Reputation: 8950
The question might seem ridiculous but it seems to me that a "yes" would be a little crazy.
MongoDB suggests to have replication sets of 3 machines. So if the database can stand on 1 computer, I need 3 machines, and if tomorrow I need to shard and need 2 machines I will actually need 6, right ?
Or is there something smarter that can be done and that comes for free with mongoDB ? (with coding theory like Hamming, ... the number of extra bits that we need is not linear in the size of the total number of bits)
Please don't hesitate to ask me to reformulate if what I say is not clear
Thanks in advance for your answers,
Thomas
Upvotes: 0
Views: 94
Reputation: 3150
So there is some really good documentation which is the recommended cluster setup in terms of phisycal instance separation. There should be considered two things (at least) separately. One is replication and for this one see this documentation : http://docs.mongodb.org/manual/core/replica-set-members/
Which means you have to have at least two data nodes (due to HA) in a replicaset and can have one arbiter which is not holding data just participate in election as it is described in the docs linked above. You need an odd number of setmembers due to the primary has to be elected by a majority inside the replicaset.
The other aspect is sharding.
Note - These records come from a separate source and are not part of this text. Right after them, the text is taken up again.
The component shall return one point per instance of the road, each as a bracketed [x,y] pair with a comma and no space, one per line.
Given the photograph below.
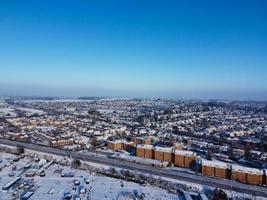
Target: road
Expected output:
[166,173]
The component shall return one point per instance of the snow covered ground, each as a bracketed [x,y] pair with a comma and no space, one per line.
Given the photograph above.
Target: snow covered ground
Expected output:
[53,186]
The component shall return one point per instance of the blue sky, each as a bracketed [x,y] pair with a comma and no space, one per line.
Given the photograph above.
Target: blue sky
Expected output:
[179,49]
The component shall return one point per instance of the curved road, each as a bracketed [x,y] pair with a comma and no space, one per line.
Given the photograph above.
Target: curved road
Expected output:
[167,173]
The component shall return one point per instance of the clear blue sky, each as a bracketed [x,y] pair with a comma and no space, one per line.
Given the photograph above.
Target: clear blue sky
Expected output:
[188,49]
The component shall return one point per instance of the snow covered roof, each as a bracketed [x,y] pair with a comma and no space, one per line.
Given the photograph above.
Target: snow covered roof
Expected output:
[145,146]
[248,170]
[215,163]
[164,149]
[185,153]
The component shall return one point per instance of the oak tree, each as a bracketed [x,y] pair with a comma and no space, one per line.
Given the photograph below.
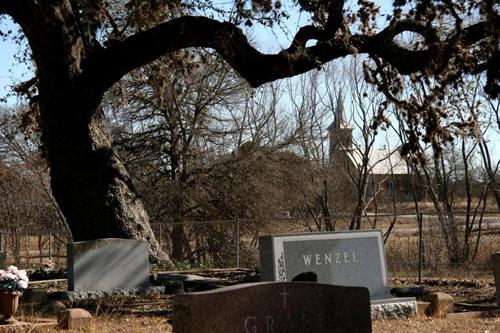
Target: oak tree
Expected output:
[81,48]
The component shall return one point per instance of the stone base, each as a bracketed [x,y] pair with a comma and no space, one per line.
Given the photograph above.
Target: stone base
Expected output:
[33,325]
[395,308]
[75,296]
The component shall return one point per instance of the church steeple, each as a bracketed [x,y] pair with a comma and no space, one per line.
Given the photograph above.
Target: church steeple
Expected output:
[340,130]
[339,121]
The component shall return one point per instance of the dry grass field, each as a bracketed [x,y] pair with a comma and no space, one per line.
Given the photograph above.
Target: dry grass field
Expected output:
[132,324]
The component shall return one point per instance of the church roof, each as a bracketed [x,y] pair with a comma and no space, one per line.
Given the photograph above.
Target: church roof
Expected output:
[380,161]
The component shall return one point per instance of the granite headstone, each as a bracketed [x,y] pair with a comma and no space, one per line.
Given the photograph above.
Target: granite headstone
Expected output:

Sharding needs some additional metadata maintaining layer which is achived through additional processes these are configuration servers and mongos routers. For sharded production cluster see : http://docs.mongodb.org/manual/core/sharded-cluster-architectures-production/. In this setup the three configservers have to be on separated instances. Also the two mongos processes cannot reside on the same instance.
So for the minimal alignment. Have to be considered :
So theoretically one can align a sharded cluster without braking any of the recomendations on 4 instances with two shards like this:
Instance 1: datanode replicaset 1, configserver 1, arbiter replicaset 2
Instance 2: datanode replicaset 1, configserver 2, mongos 1
Instance 3: datanode replicaset 2, configserver 3, arbiter replicaset 1
Instance 4: datanode replicaset 2, mongos 2
Where replicaset 1 represents the first shard and replicaset 2 represents the second.
datanode is not a terminology which is used for mongoDB in general just i am likely to address with this name those mongod process which are handling real data, so the (Primaries and secondaries in a replicaset). Just as a sidenote i would not do this. Just start micro instances for the configservers and keep mongos processes on the application servers.
Upvotes: 2